57.3%, 70 cl, 2014, 2nd Fill Sherry Butt #6857, Batch #2, Signatory Vintage for La Maison du Whisky
Now this is a delicate whisky with a spring-like character! Its more prominent notes include strawberry and Mirabelle plum, as well as a supremely complex orange with a characteristic mixture of sweetness, gentle acidity and bitterness. Honey and apple notes can also be picked out, creating parallels with certain Calvados. This subtle balance of sweet and bitter flavours gives the whisky an almost wistful character.
52%, 70 cl
The oldest (and highest bottling strength) in Yoichi’s classic range was launched by Nikka in July 1999, in the same range that was discontinued in 2015 in favour of a single bottling with no age statement, much to the disappointment of many fans. Personally, Yoichi has always reminded me of a walk in a forest after the rain, and this version is no exception. The nose is round and dense, spicy and smoky. Moss, ferns and pine needles take us to woodland paths and are accompanied by animal notes (leather). Next come orange zest, Sichuan pepper and pink peppercorn. Finally, camphoric notes of sports massage gels add a medicinal touch. Allowed to breathe, the nose becomes increasingly subtle. The palate is rich and spicy (black pepper, Sichuan pepper). Subtle exotic notes (guava) intertwine with soot, before returning to spices and forest walks. The peat is measured, playing a supporting role to the flavour palette. The finish is then long and salty, focusing on pepper, peat and dried herbs. Despite the high alcohol content, finesse and balance reign throughout. 20 truly is a great age!
60.9%, 70 cl
For whisky fans, the Rare Malts range is a cornerstone collection, releasing over its ten years of existence (1995-2005) bottlings from small and niche distilleries. It was also responsible for many rare official bottlings of several distilleries that are now closed forever. This Port Ellen was one of the distillery’s very first rare official appearances (excluding the incredibly rare bottling produced for the Queen’s visit in 1980) and is also one of my favourite versions overall as it reflects Port Ellen’s typical character, with one foot in the sea and the other on dry land.
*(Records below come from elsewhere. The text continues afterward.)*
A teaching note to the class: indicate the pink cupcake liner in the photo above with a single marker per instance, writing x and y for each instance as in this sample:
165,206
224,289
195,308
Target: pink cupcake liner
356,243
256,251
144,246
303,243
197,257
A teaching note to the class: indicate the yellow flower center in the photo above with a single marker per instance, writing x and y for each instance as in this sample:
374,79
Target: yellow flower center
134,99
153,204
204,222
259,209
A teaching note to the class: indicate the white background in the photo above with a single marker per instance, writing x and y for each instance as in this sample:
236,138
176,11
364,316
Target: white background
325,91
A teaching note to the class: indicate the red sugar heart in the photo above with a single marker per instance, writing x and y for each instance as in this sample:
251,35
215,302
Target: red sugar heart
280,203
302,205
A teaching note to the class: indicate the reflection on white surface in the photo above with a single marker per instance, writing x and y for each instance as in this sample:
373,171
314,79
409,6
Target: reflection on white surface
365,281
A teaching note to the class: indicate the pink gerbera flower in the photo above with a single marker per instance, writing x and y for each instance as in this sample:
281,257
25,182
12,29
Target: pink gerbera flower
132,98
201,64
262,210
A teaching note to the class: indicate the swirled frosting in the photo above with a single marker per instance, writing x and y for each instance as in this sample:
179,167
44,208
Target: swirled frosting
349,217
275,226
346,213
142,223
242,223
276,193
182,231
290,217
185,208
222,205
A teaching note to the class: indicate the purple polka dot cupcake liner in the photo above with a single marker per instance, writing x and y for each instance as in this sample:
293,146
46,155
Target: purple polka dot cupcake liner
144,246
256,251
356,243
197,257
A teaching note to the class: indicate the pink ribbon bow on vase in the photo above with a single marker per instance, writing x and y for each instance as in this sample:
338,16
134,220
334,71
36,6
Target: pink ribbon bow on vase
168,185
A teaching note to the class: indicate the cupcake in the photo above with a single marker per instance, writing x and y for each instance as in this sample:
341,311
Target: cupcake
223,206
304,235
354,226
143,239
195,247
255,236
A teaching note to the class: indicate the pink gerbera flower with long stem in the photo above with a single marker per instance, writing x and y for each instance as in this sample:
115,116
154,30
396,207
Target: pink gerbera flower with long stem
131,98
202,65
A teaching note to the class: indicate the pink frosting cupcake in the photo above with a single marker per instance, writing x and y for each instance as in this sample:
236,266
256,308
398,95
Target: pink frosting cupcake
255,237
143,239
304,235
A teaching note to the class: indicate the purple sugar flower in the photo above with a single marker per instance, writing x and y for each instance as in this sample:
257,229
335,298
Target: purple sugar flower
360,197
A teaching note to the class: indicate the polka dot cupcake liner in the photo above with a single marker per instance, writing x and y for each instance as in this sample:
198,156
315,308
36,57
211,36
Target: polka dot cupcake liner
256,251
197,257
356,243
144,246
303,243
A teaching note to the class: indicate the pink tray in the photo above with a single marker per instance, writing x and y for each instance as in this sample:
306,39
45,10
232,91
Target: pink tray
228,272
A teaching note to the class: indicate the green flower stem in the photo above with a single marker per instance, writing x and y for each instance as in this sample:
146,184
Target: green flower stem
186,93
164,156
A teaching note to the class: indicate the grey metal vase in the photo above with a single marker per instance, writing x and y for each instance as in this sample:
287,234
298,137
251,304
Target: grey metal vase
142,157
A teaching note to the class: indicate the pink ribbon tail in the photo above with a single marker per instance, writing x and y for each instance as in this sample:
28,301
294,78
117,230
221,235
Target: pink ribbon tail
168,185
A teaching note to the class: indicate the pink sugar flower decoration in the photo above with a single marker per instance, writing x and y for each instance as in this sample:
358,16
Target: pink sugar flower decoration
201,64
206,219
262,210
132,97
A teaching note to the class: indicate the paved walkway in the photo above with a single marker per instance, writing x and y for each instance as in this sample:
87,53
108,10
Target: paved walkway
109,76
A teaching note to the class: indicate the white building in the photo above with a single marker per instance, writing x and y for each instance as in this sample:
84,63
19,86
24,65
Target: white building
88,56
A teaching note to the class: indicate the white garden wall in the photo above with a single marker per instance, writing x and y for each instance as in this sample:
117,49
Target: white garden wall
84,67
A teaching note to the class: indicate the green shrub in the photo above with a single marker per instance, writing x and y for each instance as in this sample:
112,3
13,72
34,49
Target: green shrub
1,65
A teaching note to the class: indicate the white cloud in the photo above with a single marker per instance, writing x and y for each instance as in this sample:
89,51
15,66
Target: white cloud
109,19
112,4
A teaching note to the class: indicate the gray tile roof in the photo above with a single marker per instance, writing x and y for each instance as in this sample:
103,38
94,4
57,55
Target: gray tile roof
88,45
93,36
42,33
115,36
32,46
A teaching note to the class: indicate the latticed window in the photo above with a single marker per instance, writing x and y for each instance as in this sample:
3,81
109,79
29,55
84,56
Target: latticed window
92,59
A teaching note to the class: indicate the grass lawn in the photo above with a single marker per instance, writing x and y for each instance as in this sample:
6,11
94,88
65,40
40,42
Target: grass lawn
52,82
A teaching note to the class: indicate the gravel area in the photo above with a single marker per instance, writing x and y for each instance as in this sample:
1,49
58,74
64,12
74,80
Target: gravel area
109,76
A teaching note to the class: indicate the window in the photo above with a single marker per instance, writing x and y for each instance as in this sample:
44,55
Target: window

Already on the nose, we’re taken offshore with sea spray, while the peat remains measured. Then come citrus fruits (lemon, citron) and herbaceous notes of gentian root, samphire, wild fennel and sleet. It then returns to peat after a detour through a stable. Liquorice caramel provides richness. The palate is then full and lively, with peaty smoke enveloping seaweed sprinkled with black pepper. The mid-palate is thicker, becoming oily and resolutely marine. Medicinal (antiseptic), notes of peppermint provide refreshment. The finish is long, peaty and spicy. An outstanding Port Ellen.